Honderd jaar geleden was Enschede een van de rijkste steden van het land. Met Stork in Hengelo waren de Twentse textielfabrikanten goed voor een kwart van het Bruto Nationaal Product. Het verhaal van Marcus Levi van Gelderen (1858-1939) is typerend voor de manier waarop die rijkdom naar de regio kwam.
Die puissante rijkdom van Enschede (en Twente) heeft al met al twee, twee-en-een-halve generatie geduurd. Als het om textielfabriek De Nijverheid ging, was Marcus Levi van Gelderen de eerste generatie. Zijn verhaal leest als dat van de krantenjongen in New York die uitgroeit tot mediamagnaat.
Van Gelderen, telg uit een slachtersgeslacht uit Maassluis, begon als boekhouder, achttien jaar oud. Beetje bij beetje breidde hij zijn vermogen uit, kocht aandelen en nam uiteindelijk de tent over. Hij bouwde een imperium van vier fabrieken op. Met aan het hoofd een van zijn vier zoons. De meest technische van dat stel maakte Union groot.
De bekendste van die fabrieken is ongetwijfeld NV Stoomweverij (de) Nijverheid. Die faam was van na zijn dood en had een bepaald cynische achtergrond. Van Gelderen was Jood en dat gold ook voor zijn zonen. De oude baas zelf stierf vlak voordat de Tweede Wereldoorlog uitbrak, zijn zoons volgden hem op de voet. De fabrieken van Van Gelderen werden onteigend, de directeuren afgevoerd en omgebracht.
De Nijverheid kreeg een nazi-zetbaas. In de fabriek werden een half miljoen Jodensterren gedrukt; elk Nederlands exemplaar op zwart-witfoto’s - dat label dat bestemde tot selectie, segregatie en vernietiging - kwam uit de fabriek van Van Gelderen.
Dat Jood-zijn brak overigens ook senior op, al voor de oorlog. Een verzoek om lidmaatschap van de Grote Sociëteit, waarvan bijvoorbeeld ook de Van Heeks en Janninks lid waren, werd door de ballotagecommissie afgewezen. Hij werd niet toegelaten tot de kringen van die andere, protestante, Enschedese textielmagnaten. Om zijn afkomst. Zo luidden de reglementen.
Bij de opening van de Enschedese Hogere Textielschool in 1922 hield toenmalig burgemeester Edo Bergsma een toespraak waarin hij de welvaart van de stad bezong. Hij baseerde zich daarbij op cijfers van de Belastingdienst.
De totale inkomsten van het Rijk bedroegen destijds 157 miljoen gulden. Overijssel had daarvan 15 miljoen ingebracht, waarvan meer dan de helft uit Enschede: 8 miljoen. De stad telde maar tien procent van de totale bevolking in de provincie.

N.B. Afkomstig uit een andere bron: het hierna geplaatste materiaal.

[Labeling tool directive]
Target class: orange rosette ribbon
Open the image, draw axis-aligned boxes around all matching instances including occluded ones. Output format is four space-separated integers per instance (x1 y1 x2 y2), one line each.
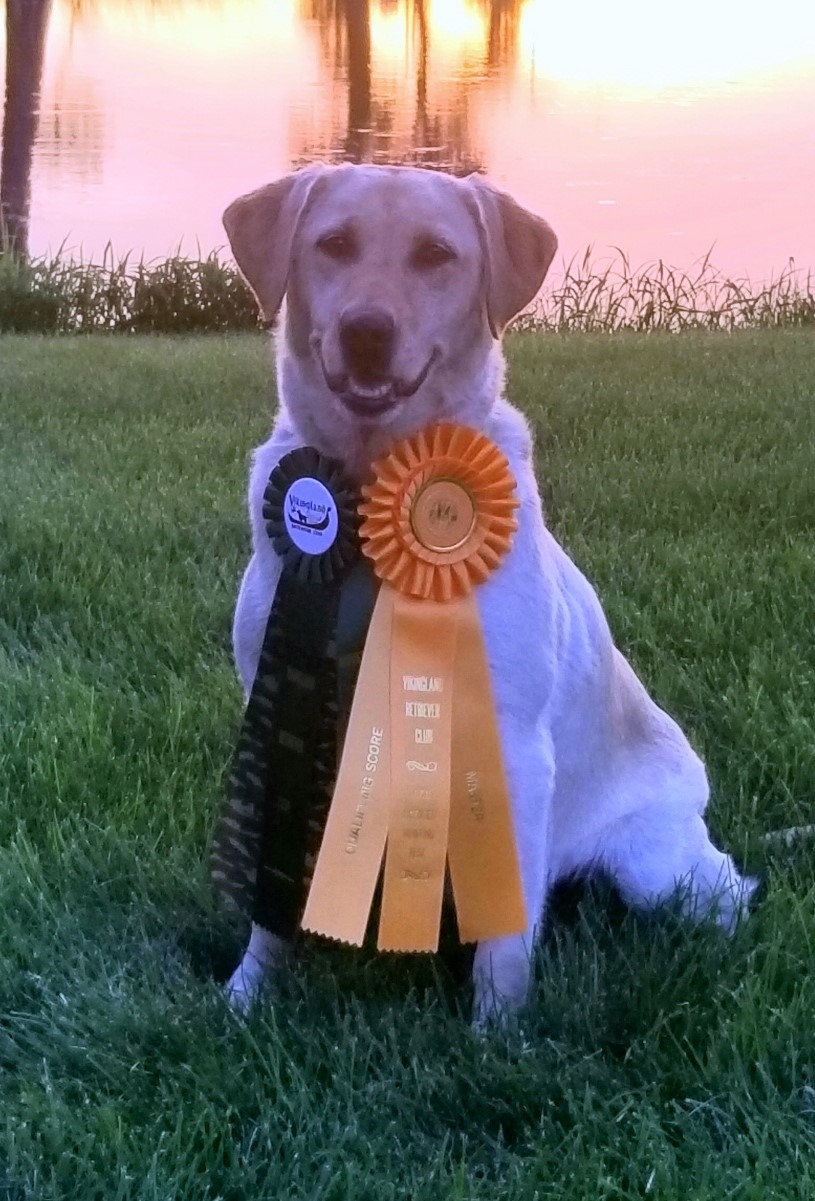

Enschede had per 1000 inwoners het op drie na hoogste aantal spaarders bij de Rijkspostspaarbank. En die Enschedese spaarders hadden het hoogste saldo. Het inkomen van het vermogende deel van de bevolking dat belasting moest betalen was het hoogste van heel Nederland.
Het verhaal gaat dat een aantal van die sociëteitsleden moeite hadden met de beslissing van die ballotagecommissie. Onder hen ook leden van de familie Van Heek. Tijdens de Tweede Wereldoorlog hebben de Enschedese textielfabrikanten grote sommen geld bijeengebracht voor de opvang van Joden in de regio.
Na de oorlog nam kleinzoon Henk, die ondergedoken had gezeten en actief was geweest in het verzet, de fabrieken over. Hij was het die bij toeval ontdekte dat de Nederlandse Jodensterren waren gemaakt in ‘zijn’ fabriek. Een ontdekking die hij lang stilhield. Oorlogsbiograaf Lou de Jong heeft altijd gedacht dat ze in het getto van het Poolse Łódź gefabriceerd waren.
NV Stoomweverij Nijverheid fuseerde in 1964 met textielfabrieken P.F. van Vlissingen & Co. en Ankersmit's Textielfabrieken en hield de facto op met bestaan. Henk van Gelderen overleed in 2022.